Untuk menjauhkan pikiran negatif, Amara mendengarkan playlist lagu random di handphonenya. Lagu pertanya yang diputar ternyata lagu Sam Smith – I’m Not The Only One.
You Say I’m Crazy
‘Cause You Don’t think I Know What You’ve done
But When you call e baby
I know I’m not the only one
“Bentar-bentar keknya ada yang salah deh sama lagunya, next!” kata Amara pada dirinya sendiri.
Kuakui ku sangat sangat menginginkanmu
Tapi kini kusadar ku diantara kalian
Aku tak mengerti ini semua harus terjadi
(D’Masiv - Diantara Kalian)
“Next!” kata Amara
Kar’na cinta tak akan ingkari
Tak akan terbagi
Kembalilah pada dirinya
Biarku yang mengalah aku terima
(Tangga – Cinta Begini)
Amara mematikan playlist lagunya. Bahkan playlist lagunya pun tidak bisa untuk menenangkan hatinya. Kini dia benar-benar kepikiran siapa sebenarnya Gita? Disaat dia sedang memikirkan Gita, nama Gitalah yang muncul di layar panggilan Bima.
“Lebih baik aku mengerjakan tugas deh!” ucap Amara.
Amara kemudian menyalahan laptopnya, sejujurnya dia sedang tidak mood mengerjakan tugas mata kuliahnya. Tapi apa mau dikata, yang namanya tugas harus dikerjakan bukan? Ternyata laptopnya belum sepenuhnya dimatikan, masih mode sleep. Ah benar, tadi Bima meminjam laptopnya sebentar untuk mengecek pesan masuk.

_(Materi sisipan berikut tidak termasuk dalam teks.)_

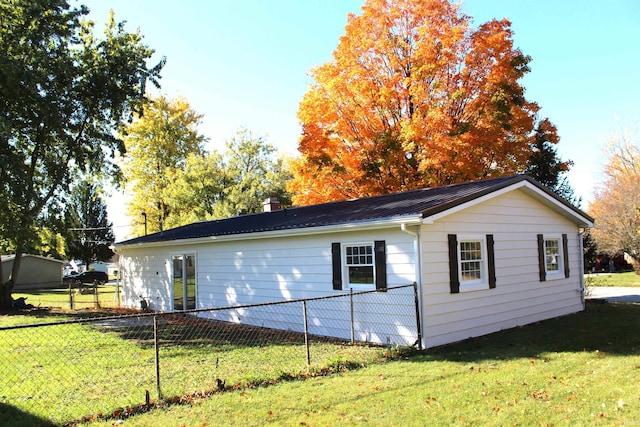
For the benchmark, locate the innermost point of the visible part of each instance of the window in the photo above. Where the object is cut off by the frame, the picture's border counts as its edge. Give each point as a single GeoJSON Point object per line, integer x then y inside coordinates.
{"type": "Point", "coordinates": [359, 265]}
{"type": "Point", "coordinates": [553, 256]}
{"type": "Point", "coordinates": [471, 263]}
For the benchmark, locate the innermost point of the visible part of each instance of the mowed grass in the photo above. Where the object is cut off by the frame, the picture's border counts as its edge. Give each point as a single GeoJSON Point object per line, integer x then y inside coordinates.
{"type": "Point", "coordinates": [578, 370]}
{"type": "Point", "coordinates": [68, 371]}
{"type": "Point", "coordinates": [627, 280]}
{"type": "Point", "coordinates": [60, 297]}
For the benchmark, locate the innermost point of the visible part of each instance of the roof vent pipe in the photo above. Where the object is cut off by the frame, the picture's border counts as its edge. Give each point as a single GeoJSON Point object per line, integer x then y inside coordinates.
{"type": "Point", "coordinates": [271, 204]}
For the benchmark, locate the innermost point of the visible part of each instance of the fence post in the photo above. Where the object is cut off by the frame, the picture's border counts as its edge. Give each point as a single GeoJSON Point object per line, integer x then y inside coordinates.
{"type": "Point", "coordinates": [157, 360]}
{"type": "Point", "coordinates": [96, 302]}
{"type": "Point", "coordinates": [418, 328]}
{"type": "Point", "coordinates": [306, 331]}
{"type": "Point", "coordinates": [353, 327]}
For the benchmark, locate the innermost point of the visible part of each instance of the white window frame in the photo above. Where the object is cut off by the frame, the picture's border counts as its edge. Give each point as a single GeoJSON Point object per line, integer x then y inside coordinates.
{"type": "Point", "coordinates": [559, 273]}
{"type": "Point", "coordinates": [475, 284]}
{"type": "Point", "coordinates": [345, 266]}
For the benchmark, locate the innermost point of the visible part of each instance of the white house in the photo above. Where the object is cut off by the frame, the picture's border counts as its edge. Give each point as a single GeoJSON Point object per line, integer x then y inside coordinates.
{"type": "Point", "coordinates": [486, 256]}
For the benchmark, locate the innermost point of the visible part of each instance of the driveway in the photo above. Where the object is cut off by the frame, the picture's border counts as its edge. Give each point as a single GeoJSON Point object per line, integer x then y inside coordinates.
{"type": "Point", "coordinates": [613, 294]}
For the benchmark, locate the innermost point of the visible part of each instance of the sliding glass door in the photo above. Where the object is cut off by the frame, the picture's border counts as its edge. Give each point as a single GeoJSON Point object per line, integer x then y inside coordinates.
{"type": "Point", "coordinates": [184, 282]}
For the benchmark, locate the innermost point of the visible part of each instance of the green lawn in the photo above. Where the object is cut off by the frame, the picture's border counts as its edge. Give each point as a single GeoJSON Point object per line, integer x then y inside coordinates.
{"type": "Point", "coordinates": [67, 371]}
{"type": "Point", "coordinates": [630, 279]}
{"type": "Point", "coordinates": [579, 370]}
{"type": "Point", "coordinates": [61, 298]}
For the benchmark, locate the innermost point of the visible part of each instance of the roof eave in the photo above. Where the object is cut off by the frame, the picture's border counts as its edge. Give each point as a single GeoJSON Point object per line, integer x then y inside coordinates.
{"type": "Point", "coordinates": [525, 184]}
{"type": "Point", "coordinates": [293, 232]}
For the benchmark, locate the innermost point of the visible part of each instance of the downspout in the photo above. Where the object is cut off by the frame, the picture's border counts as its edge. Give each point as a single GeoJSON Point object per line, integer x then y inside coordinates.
{"type": "Point", "coordinates": [581, 264]}
{"type": "Point", "coordinates": [417, 250]}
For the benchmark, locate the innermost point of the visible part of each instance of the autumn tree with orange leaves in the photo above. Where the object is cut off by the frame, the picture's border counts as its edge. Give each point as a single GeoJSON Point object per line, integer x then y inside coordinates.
{"type": "Point", "coordinates": [413, 97]}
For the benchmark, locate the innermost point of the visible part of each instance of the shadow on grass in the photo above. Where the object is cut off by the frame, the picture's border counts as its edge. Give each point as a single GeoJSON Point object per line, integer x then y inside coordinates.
{"type": "Point", "coordinates": [188, 331]}
{"type": "Point", "coordinates": [12, 416]}
{"type": "Point", "coordinates": [606, 327]}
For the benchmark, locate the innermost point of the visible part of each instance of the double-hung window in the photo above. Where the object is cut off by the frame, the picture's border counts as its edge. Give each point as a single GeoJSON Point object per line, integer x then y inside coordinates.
{"type": "Point", "coordinates": [471, 263]}
{"type": "Point", "coordinates": [361, 265]}
{"type": "Point", "coordinates": [553, 256]}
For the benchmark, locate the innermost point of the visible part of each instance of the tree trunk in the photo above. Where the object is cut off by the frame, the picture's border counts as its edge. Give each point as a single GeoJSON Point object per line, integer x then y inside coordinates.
{"type": "Point", "coordinates": [16, 266]}
{"type": "Point", "coordinates": [6, 301]}
{"type": "Point", "coordinates": [6, 288]}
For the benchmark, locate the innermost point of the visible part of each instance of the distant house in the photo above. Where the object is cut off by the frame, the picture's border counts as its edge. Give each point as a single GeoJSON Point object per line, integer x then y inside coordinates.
{"type": "Point", "coordinates": [35, 271]}
{"type": "Point", "coordinates": [486, 256]}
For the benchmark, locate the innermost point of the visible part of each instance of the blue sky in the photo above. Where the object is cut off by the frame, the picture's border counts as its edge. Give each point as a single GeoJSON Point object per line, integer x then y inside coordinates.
{"type": "Point", "coordinates": [245, 63]}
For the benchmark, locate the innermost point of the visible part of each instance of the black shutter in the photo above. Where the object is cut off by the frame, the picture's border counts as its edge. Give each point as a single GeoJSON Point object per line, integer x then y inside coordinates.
{"type": "Point", "coordinates": [454, 280]}
{"type": "Point", "coordinates": [565, 252]}
{"type": "Point", "coordinates": [541, 258]}
{"type": "Point", "coordinates": [337, 266]}
{"type": "Point", "coordinates": [381, 264]}
{"type": "Point", "coordinates": [491, 261]}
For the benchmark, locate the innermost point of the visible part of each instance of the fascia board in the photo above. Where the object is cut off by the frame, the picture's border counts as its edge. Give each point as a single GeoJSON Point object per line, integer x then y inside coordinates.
{"type": "Point", "coordinates": [308, 231]}
{"type": "Point", "coordinates": [529, 189]}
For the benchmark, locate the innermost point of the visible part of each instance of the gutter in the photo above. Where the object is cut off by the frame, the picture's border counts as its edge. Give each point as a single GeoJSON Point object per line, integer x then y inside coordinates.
{"type": "Point", "coordinates": [291, 232]}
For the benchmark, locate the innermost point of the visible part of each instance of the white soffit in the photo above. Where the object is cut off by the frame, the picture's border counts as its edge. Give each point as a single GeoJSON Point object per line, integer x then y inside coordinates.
{"type": "Point", "coordinates": [527, 188]}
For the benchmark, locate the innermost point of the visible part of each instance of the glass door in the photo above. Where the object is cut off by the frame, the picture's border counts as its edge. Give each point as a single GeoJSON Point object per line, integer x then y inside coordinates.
{"type": "Point", "coordinates": [184, 282]}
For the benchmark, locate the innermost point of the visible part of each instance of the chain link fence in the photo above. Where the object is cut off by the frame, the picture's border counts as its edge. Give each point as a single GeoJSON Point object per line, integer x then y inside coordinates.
{"type": "Point", "coordinates": [69, 296]}
{"type": "Point", "coordinates": [61, 370]}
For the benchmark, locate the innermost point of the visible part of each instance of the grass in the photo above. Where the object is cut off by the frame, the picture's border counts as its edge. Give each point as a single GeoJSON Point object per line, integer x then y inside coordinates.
{"type": "Point", "coordinates": [577, 370]}
{"type": "Point", "coordinates": [60, 297]}
{"type": "Point", "coordinates": [67, 371]}
{"type": "Point", "coordinates": [629, 279]}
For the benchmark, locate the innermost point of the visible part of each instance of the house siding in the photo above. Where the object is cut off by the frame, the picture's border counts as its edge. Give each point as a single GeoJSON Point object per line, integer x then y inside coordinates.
{"type": "Point", "coordinates": [232, 273]}
{"type": "Point", "coordinates": [515, 220]}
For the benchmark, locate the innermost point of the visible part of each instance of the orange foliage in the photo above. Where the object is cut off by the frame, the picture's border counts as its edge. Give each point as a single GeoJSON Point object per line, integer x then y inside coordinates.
{"type": "Point", "coordinates": [413, 97]}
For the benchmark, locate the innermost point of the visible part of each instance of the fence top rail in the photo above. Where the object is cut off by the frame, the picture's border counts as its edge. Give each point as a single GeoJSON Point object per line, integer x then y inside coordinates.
{"type": "Point", "coordinates": [199, 310]}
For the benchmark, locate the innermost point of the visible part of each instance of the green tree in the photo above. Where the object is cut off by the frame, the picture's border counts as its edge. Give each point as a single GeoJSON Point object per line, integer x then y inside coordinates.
{"type": "Point", "coordinates": [252, 173]}
{"type": "Point", "coordinates": [221, 185]}
{"type": "Point", "coordinates": [90, 233]}
{"type": "Point", "coordinates": [158, 143]}
{"type": "Point", "coordinates": [616, 204]}
{"type": "Point", "coordinates": [546, 166]}
{"type": "Point", "coordinates": [63, 94]}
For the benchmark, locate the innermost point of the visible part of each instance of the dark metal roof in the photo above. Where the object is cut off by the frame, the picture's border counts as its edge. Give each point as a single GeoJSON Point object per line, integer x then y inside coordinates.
{"type": "Point", "coordinates": [424, 203]}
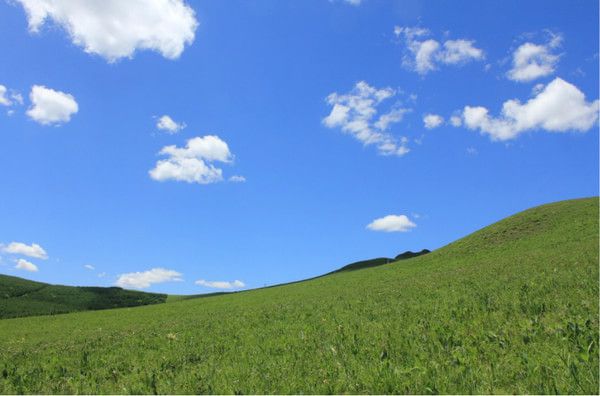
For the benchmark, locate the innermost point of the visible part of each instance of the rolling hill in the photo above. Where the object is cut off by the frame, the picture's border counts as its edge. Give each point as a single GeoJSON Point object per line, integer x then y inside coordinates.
{"type": "Point", "coordinates": [512, 308]}
{"type": "Point", "coordinates": [21, 297]}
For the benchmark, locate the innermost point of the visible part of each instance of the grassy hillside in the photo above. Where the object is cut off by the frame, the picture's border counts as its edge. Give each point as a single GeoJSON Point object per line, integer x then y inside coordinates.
{"type": "Point", "coordinates": [512, 308]}
{"type": "Point", "coordinates": [20, 297]}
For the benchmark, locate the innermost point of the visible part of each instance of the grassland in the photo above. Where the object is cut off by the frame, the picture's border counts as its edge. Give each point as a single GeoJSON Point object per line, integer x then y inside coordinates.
{"type": "Point", "coordinates": [20, 297]}
{"type": "Point", "coordinates": [512, 308]}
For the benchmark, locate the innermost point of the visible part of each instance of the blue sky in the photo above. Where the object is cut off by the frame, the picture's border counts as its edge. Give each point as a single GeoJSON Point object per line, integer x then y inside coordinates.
{"type": "Point", "coordinates": [252, 86]}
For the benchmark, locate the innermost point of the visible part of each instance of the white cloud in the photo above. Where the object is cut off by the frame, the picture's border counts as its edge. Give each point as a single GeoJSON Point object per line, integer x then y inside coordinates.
{"type": "Point", "coordinates": [459, 51]}
{"type": "Point", "coordinates": [455, 121]}
{"type": "Point", "coordinates": [10, 99]}
{"type": "Point", "coordinates": [531, 61]}
{"type": "Point", "coordinates": [559, 107]}
{"type": "Point", "coordinates": [50, 106]}
{"type": "Point", "coordinates": [192, 163]}
{"type": "Point", "coordinates": [392, 223]}
{"type": "Point", "coordinates": [166, 123]}
{"type": "Point", "coordinates": [34, 250]}
{"type": "Point", "coordinates": [142, 280]}
{"type": "Point", "coordinates": [25, 265]}
{"type": "Point", "coordinates": [4, 100]}
{"type": "Point", "coordinates": [425, 55]}
{"type": "Point", "coordinates": [236, 284]}
{"type": "Point", "coordinates": [237, 179]}
{"type": "Point", "coordinates": [472, 151]}
{"type": "Point", "coordinates": [432, 121]}
{"type": "Point", "coordinates": [355, 113]}
{"type": "Point", "coordinates": [115, 29]}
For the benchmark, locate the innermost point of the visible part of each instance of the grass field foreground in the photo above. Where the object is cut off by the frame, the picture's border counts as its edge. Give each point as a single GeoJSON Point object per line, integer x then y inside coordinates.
{"type": "Point", "coordinates": [512, 308]}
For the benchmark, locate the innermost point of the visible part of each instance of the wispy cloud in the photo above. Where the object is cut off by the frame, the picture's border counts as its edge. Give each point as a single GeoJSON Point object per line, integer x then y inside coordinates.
{"type": "Point", "coordinates": [425, 54]}
{"type": "Point", "coordinates": [356, 114]}
{"type": "Point", "coordinates": [145, 279]}
{"type": "Point", "coordinates": [558, 107]}
{"type": "Point", "coordinates": [392, 223]}
{"type": "Point", "coordinates": [236, 284]}
{"type": "Point", "coordinates": [34, 250]}
{"type": "Point", "coordinates": [194, 162]}
{"type": "Point", "coordinates": [116, 29]}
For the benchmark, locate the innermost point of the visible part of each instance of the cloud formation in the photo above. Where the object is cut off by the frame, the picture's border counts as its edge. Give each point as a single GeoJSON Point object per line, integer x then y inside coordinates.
{"type": "Point", "coordinates": [143, 280]}
{"type": "Point", "coordinates": [532, 61]}
{"type": "Point", "coordinates": [425, 54]}
{"type": "Point", "coordinates": [116, 29]}
{"type": "Point", "coordinates": [51, 107]}
{"type": "Point", "coordinates": [34, 250]}
{"type": "Point", "coordinates": [236, 284]}
{"type": "Point", "coordinates": [167, 124]}
{"type": "Point", "coordinates": [237, 179]}
{"type": "Point", "coordinates": [392, 223]}
{"type": "Point", "coordinates": [355, 113]}
{"type": "Point", "coordinates": [432, 121]}
{"type": "Point", "coordinates": [558, 107]}
{"type": "Point", "coordinates": [25, 265]}
{"type": "Point", "coordinates": [193, 163]}
{"type": "Point", "coordinates": [4, 99]}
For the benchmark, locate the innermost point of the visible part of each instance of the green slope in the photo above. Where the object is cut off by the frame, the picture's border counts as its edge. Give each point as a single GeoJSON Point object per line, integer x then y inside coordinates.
{"type": "Point", "coordinates": [512, 308]}
{"type": "Point", "coordinates": [20, 297]}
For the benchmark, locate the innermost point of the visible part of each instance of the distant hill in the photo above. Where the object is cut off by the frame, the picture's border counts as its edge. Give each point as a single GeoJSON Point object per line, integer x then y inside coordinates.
{"type": "Point", "coordinates": [380, 261]}
{"type": "Point", "coordinates": [510, 309]}
{"type": "Point", "coordinates": [21, 297]}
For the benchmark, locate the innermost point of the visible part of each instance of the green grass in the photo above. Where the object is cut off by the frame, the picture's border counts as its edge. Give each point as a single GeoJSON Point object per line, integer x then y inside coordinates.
{"type": "Point", "coordinates": [20, 297]}
{"type": "Point", "coordinates": [512, 308]}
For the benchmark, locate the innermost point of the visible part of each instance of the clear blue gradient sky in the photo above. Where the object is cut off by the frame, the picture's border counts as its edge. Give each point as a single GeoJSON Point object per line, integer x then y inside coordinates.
{"type": "Point", "coordinates": [257, 75]}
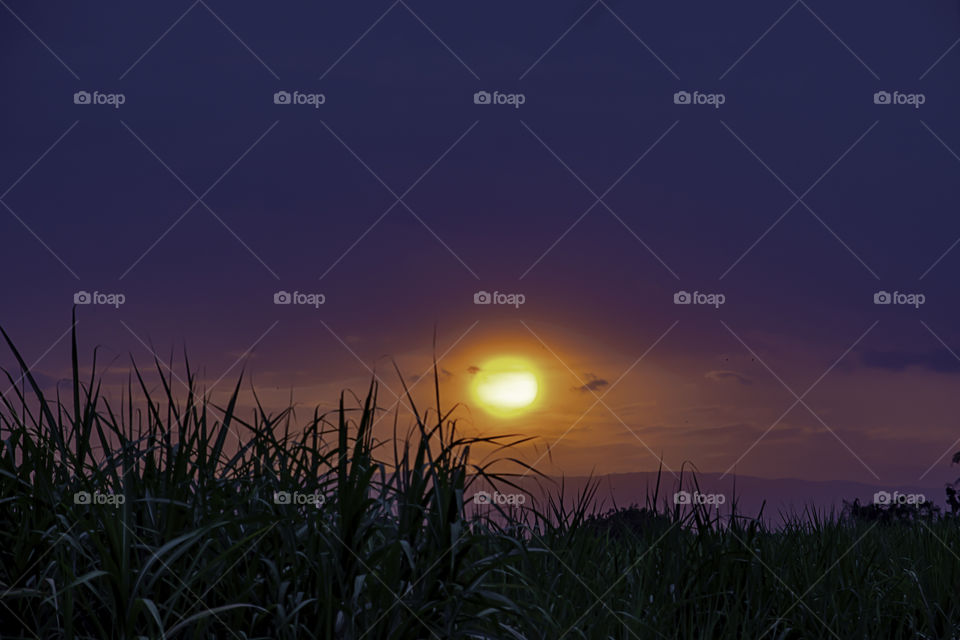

Ternyata angin baik berhembur ke arah Amara. Bima lupa untuk me-logout sosial medianya di Laptop Amara. Amara menjadi gundah, haruskah dia cek pesan masuknya? Haruskah dia cek siapa Gita dari kacamata sosial media Bima?
Aku cuman buka pesan kalau ga ada pesan dari namanya Gita bakal aku tutup lagi, batin Amara. Akhirnya Amara memberanikan diri untuk mengecek pesan masuk wallbook Bima. Ternyata benar di akhir pesan masuknya ada nama Gita. Karena terlanjur penasaran Amara membuka pesan tersebut.
“HAH!” Amara merinding melihat pesan antara kekasihnya dan Gita.
Selasa, 3 Januari
Jadi ke rumah ka? – Gita
Ini lagi OTW ke rumah kamu, papa ada? – Bima
Ga ada ka, langsung masuk aja – Gita
Rabu, 4 januari
Kamu ga apa-apa kemaren? – Bima
Engga apa – apa ka, cuman itunya masih sakit sih sedikit – Gita
Maaf ya aku aga kasar kemaren – Bima
Iya ka gapapa, aku ngertiin kok, makasih ya itu pengalaman pertama aku sejujurnya – Gita
“Anjirrr, ini apaan deh sumpah!” tanpa sadar Amara berteriak.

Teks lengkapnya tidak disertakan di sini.